Scott and Ginevra were instantly smitten with each other and carried on a long-distance romance for two years that was largely conducted through letters. Unfortunately, after their break-up, Scott badgered Ginevra to destroy all of his letters to her. (The modern-day equivalent would be deleting one’s texts, I suppose.) Ginevra’s original letters do not survive, so Scott presumably destroyed those, but before doing so, he hired someone to type them up, and had them bound in a book, which is 227 pages long! (Fitzgerald did not type himself, ergo he must have found someone to type the letters for him.) After Fitzgerald’s death, his daughter Scottie gave the letters back to Ginevra. Ginevra’s descendants allowed West to have full access to her letters, which they have now donated to the Princeton University Library, where they reside with Fitzgerald’s papers.

Thanks to his access to Ginevra’s letters, West can show us that Ginevra reciprocated Scott’s affections, at least for a while. Scott and Ginevra met in person just eight times that we know of. Six of those meetings occurred in 1915, and just two in 1916, indicating that the flame had cooled considerably by then. They broke up in January 1917, two years after their initial meeting. Ginevra later told Scott’s first biographer that she didn’t even remember if she had ever kissed Scott. Ouch. By the summer of 1918, Ginevra was engaged to Billy Mitchell, a family friend who was a naval aviator—the most romantic type of soldiering a young man could do in World War I. Unsurprisingly, Ginevra went for the super-wealthy WASP friend of the family rather than the aspiring novelist with no trust fund from the Irish Catholic family.

Scott was invited to Ginevra’s wedding, which took place in Chicago in September of 1918, but in all likelihood, he did not attend, as he was stationed at Camp Sheridan in Alabama. Fitzgerald did paste the wedding invitation into his scrapbook, along with a newspaper article describing the wedding.  By the time of Ginevra’s wedding, Scott had already met his future wife: the vivacious southern belle Zelda Sayre.

Fitzgerald’s personal life always informed his fiction, and there are numerous connections between the two. He used Ginevra as the model for several characters. In his first novel, This Side of Paradise, elements of Ginevra appear in both Isabelle Borge and Rosalind Connage, two flames of the narrator (and Fitzgerald proxy) Amory Blaine. Ginevra was also the inspiration for Judy Jones, the femme fatale in one of his finest short stories, “Winter Dreams,” first published in 1922.

And what about The Great Gatsby, old sport? Ginevra most likely inspired aspects of the character of Daisy Fay Buchanan. It’s an oversimplification to say that Ginevra was Daisy. As West writes, “Daisy Buchanan is a composite.” (p.96) Aspects of both Ginevra and Zelda went into Daisy’s character, but Daisy’s wealth and social status are much more in line with Ginevra King’s rather than Zelda Sayre’s.

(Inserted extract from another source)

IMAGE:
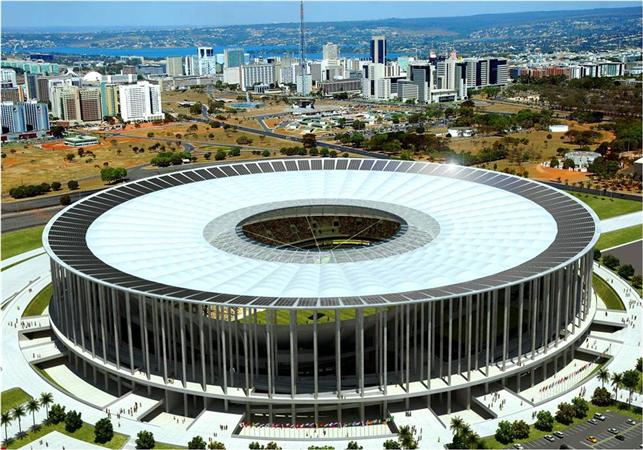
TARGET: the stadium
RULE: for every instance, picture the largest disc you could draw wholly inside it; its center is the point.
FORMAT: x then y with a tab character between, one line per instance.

The narrative part of The Perfect Hour is rather short, just over 100 pages. Fortunately, West has also included some of Ginevra’s diary entries, five of her letters to Fitzgerald, and the texts of “Babes in the Woods” and “Winter Dreams” two of the short stories that Ginevra helped to inspire. For a Fitzgerald fan, The Perfect Hour is a must-read, as West tells Scott and Ginevra’s story honestly, without hyperbole or exaggeration.